Wednesday, April 18, 2012

The Cure: "Concert"

Listening to one of my favorite live albums tonight, The Cure's "Concert". Wish I had the whole show. Recorded during the 1984 tour in support of "The Top". Raw and dirty, rockin' sound to this record. They played like they have a chip on their shoulder. Love the aggressive take on "Killing an Arab". Listented to this all the time back in the day, especially on cassette. The cassette version included a collection of rarities and live tracks called "Anomolies". Very cool stuff. Takes me back.

Monday, March 26, 2012

Madonna: "MDNA"

Madonna can never be accused of playing it safe or easy. Her new album "MDNA" manages to be current without sounding desperate, genuinely edgy and unique while still borrowing liberally from recent european-influenced electronic pop that's been popular in recent years. "Hard Candy" was a more R&B/pop sheen, and it was underrated. "MDNA" is like a mix of "Confessions" and "American Life" but amped into the present. Her albums can be hit or miss but she can never be accused of laziness. It would be easy for her at this stage of her career to just hire some ace producers and songwriters to create a radio-friendly collection of 12 singles.

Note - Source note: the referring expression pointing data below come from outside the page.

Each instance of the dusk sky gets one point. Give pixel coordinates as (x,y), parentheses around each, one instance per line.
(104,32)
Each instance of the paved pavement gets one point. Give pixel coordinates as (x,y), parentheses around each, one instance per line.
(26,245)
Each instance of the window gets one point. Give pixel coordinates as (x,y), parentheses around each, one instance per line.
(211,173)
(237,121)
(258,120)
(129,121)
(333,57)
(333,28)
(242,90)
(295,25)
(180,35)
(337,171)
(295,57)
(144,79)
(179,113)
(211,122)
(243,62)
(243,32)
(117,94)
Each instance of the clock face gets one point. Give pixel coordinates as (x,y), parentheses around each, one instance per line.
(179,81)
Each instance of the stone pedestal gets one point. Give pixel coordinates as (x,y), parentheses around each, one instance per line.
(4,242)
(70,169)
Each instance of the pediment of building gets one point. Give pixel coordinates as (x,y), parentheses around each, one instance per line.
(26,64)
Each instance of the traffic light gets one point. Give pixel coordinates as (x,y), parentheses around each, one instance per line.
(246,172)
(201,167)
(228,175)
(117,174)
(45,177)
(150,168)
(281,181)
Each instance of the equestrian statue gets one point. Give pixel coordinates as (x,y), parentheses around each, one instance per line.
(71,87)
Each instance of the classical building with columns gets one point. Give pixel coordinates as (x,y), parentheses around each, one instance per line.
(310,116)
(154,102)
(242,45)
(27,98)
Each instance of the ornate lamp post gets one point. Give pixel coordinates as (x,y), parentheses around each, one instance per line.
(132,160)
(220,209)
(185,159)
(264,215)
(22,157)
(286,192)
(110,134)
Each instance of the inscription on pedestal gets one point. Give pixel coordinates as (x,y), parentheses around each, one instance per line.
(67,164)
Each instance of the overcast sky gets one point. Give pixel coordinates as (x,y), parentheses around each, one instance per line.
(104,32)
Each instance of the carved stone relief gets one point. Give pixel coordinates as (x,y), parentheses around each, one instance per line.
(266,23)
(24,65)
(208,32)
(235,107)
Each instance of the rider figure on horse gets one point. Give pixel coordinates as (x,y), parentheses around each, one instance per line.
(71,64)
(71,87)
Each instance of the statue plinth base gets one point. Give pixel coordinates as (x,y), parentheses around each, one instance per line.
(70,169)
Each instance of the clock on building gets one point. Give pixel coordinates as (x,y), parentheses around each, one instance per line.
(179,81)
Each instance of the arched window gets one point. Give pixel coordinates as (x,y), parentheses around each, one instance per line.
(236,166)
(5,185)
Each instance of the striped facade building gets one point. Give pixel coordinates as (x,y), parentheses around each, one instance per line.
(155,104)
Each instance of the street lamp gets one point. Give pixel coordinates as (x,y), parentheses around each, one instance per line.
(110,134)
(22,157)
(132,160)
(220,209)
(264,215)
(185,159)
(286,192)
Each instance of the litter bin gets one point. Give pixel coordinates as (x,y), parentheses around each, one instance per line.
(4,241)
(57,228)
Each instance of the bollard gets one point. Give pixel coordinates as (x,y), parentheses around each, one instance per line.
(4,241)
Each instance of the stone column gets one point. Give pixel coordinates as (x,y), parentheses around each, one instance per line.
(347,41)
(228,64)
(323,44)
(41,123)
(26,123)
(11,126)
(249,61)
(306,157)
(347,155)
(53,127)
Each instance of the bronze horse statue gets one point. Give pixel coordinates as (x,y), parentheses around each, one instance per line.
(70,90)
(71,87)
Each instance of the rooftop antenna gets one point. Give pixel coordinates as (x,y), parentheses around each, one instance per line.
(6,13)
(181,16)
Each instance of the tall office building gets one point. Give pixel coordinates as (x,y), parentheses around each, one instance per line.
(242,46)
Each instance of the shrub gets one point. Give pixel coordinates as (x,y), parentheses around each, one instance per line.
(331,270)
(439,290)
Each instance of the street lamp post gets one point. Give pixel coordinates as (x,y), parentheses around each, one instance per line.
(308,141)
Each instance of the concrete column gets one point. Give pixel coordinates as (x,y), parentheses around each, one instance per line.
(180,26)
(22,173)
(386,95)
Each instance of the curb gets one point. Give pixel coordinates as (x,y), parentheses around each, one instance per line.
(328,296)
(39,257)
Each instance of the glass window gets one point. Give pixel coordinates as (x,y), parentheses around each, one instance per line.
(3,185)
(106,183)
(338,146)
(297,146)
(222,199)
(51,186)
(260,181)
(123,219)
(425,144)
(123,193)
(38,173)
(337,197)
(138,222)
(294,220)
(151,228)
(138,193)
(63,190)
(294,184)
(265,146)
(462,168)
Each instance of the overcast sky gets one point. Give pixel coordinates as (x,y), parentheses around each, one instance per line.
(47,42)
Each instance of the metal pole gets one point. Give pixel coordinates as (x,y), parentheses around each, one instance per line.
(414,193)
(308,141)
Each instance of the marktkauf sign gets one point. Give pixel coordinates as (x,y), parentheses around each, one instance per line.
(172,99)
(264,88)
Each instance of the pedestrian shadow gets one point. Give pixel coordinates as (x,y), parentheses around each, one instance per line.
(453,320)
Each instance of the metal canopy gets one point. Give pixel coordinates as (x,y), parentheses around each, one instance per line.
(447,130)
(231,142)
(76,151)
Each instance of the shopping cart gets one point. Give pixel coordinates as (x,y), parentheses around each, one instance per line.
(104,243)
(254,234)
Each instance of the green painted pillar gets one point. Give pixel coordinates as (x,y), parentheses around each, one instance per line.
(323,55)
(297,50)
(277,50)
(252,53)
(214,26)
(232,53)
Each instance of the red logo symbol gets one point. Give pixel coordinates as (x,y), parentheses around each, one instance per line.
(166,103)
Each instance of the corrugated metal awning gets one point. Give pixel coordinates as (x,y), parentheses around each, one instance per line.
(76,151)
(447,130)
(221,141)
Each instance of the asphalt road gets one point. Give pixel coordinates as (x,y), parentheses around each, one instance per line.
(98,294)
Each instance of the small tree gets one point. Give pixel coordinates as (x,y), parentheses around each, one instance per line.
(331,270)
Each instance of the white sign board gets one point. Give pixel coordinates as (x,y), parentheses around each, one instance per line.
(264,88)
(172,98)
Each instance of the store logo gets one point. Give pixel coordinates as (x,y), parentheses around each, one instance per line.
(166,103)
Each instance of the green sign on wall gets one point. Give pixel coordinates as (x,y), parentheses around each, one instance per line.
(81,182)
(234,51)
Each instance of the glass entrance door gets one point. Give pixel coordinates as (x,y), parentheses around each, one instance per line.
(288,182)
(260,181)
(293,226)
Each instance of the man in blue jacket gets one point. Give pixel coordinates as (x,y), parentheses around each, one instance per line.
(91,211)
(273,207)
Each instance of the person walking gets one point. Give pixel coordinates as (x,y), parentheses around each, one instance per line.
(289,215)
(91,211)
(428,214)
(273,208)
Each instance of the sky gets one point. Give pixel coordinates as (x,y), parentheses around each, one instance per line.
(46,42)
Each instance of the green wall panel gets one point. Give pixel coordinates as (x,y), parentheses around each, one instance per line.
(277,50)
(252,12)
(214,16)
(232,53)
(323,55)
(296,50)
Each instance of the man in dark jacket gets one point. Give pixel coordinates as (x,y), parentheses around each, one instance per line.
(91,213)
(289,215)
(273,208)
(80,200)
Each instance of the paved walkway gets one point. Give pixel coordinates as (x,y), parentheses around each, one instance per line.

Madonna has never done that in her career - she is always intimately involved in every aspect of the music, and each album has a particular sound and vision. "MDNA" has a great vibe - I can groove to it more than any Madonna album probably since "Erotica". She just keeps working and over and over again she's shown her impulses are usually correct. Nobody else has navigated the pop music world over the last 30 years like Madonna, and there's a reason for that. She just rocks it. She's Madonna... really that simple. ;)

Sunday, February 19, 2012

Tina Turner: "Rock 'n Roll Widow" & "Steel Claw"

The amazing Tina Turner from the Johnny Carson show in 1982. This was not long before she'd be back on the charts again with "Let's Stay Together" and then the sensation "Private Dancer" album. She performs 2 tracks here: "Rock 'n' Roll Widow", which would end up as the b-side to "What's Love Got To Do With It", and "Steel Claw", which would later appear as an album track on "Private Dancer". Interesting that she performs these 2 songs - I wonder if "Rock 'n Roll Widow" was at one time considered for a single? Strange that it eventually didn't even make the album.

Great performance of both songs, and a very cool snapshot of a time when Tina Turner was just about to re-emerge in one of the great career rebirths in rock and roll history.